Although royalty underpayment litigation has existed since the inception of the United States oil and gas industry, the shale revolution profoundly impacted this type of litigation. This article analyzes nationwide trends in the filing and certification of royalty class action cases, which result in much greater exposure to producers than individual royalty owner cases. For example, in the past five years, producers have settled class actions for amounts in excess of $80 million.

Ninety-six putative class actions filed during the period from 2001 to the present are analyzed in this article. Since Congress enacted the Class Action Fairness Act of 2005 (CAFA), most of these cases were litigated in federal court.

These cases deal almost exclusively with alleged underpayment of natural gas royalties (oil royalty litigation rarely arose during the period analyzed). Typically, a producer sells raw gas to an affiliated or non-affiliated entity at the wellhead. The gas is subsequently gathered, compressed, dehydrated, treated, processed and transported to downstream markets where the buyer resells it to third parties at published index prices. The producer receives a wellhead price for the raw gas that is determined by an arithmetic formula based upon the buyer's weighted average resale price adjusted for the buyer's post-production costs. This formula is commonly referred to as the netback method. Ultimately, the producer pays natural gas royalties based upon the wellhead price that is determined by this formula.

The cases selected for analysis generally involve three discrete legal issues:

  1. Whether the producer must pay royalties based upon the higher downstream resale price that its gas buyer receives rather than the lower wellhead price that the producer receives.
  2. Whether the buyer's post-production costs, which are included in the formula for calculating the producer's wellhead price, are reasonable.
  3. Whether transactions in which the producer sells gas to an affiliate are legitimate.

The analysis below is divided into two time periods: 2001 to 2009 and 2010 to 2018. January 1, 2010 was chosen as a rough approximation of the date on which production in many of the shale plays reached a critical mass.

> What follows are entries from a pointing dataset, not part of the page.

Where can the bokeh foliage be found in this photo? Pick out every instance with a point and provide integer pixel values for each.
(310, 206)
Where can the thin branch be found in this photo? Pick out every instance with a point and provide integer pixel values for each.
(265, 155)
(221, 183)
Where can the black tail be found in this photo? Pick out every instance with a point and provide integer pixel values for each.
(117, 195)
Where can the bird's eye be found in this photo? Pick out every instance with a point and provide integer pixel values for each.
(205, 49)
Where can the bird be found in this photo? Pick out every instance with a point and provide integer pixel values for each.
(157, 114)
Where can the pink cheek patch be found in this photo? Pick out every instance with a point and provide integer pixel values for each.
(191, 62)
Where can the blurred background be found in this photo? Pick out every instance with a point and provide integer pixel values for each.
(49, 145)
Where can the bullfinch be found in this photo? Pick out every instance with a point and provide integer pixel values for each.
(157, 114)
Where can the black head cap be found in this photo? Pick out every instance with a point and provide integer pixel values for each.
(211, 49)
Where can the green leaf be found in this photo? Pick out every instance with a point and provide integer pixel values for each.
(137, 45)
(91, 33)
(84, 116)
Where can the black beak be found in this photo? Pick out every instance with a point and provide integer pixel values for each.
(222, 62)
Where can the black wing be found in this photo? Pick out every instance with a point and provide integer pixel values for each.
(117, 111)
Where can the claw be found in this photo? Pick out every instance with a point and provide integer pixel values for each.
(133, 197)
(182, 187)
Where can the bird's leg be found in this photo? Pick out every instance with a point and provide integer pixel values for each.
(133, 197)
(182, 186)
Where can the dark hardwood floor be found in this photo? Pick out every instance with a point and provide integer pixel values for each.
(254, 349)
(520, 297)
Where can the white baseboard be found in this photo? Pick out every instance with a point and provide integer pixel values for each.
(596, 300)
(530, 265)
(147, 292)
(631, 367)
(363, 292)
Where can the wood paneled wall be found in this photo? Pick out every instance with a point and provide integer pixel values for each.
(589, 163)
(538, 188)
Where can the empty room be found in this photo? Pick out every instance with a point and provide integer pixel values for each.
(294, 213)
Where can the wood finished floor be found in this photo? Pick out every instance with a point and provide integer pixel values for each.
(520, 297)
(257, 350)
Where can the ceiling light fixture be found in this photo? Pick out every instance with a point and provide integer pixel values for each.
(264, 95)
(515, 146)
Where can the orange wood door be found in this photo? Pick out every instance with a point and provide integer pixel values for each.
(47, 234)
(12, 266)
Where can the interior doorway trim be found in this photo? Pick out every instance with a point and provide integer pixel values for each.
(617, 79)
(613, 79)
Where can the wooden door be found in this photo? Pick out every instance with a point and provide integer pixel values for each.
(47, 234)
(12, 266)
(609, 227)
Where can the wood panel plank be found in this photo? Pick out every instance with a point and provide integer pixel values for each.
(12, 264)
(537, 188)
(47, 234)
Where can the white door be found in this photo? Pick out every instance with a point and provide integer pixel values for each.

  • From 2001 to 2018, more class actions were filed in Oklahoma than any other state. Arkansas, Colorado, Kansas, and New Mexico also saw a significant number of class actions filed.
  • Between the two time periods, the number of class action cases filed more than doubled (a 120 percent growth rate).
  • The states with the largest growth in raw number of cases filed are Oklahoma, Arkansas and Ohio.
  • During 2001-2009, 80 percent of class actions filed went on to be certified; that rate fell to 38 percent during 2010-2018.
  • Several states - Arkansas, Ohio, Oklahoma, Texas, and Virginia - had growth in the raw number of class action cases certified.
  • States with statistically significant numbers of class action cases filed in both time periods saw precipitous drops in the rate of class certification. The percentage of classes certified in Oklahoma dropped 29 percent. The percentage of classes certified in Kansas dropped 59 percent.

These certification trends confirm several widely-accepted, but generally anecdotal, conclusions held by attorneys experienced in class action royalty litigation:

  • The U.S. Supreme Court's 2011 decision in Wal-Mart Stores, Inc. v. Dukes appears to have curtailed royalty class actions, particularly in Oklahoma federal courts. The Wal-Mart case requires a trial court to engage in a more rigorous analysis of class certification requirements. This rigorous analysis appears to have played a key role in several royalty litigation cases originating in Oklahoma, including the Tenth Circuit's decision in Wallace B. Roderick Living Trust v. XTO Energy, Inc., which reversed class certification.
  • The Kansas Supreme Court's 2015 decision in Fawcett v. Oil Producers, Inc. of Kansas appears to have significantly curtailed Kansas royalty class actions. In Fawcett, the court held that a lessee's obligation to bear the costs of producing a marketable product was satisfied where raw gas was sold at the wellhead in a condition acceptable to the buyer.
  • Significant declines in class certifications in Kansas and Oklahoma have been partially offset by increases in class certifications in states with less-developed law and judges who are often less experienced in royalty class action litigation. This appears to be the case in Arkansas, Ohio, and Virginia - all states essentially seeing this type of class action case for the first time.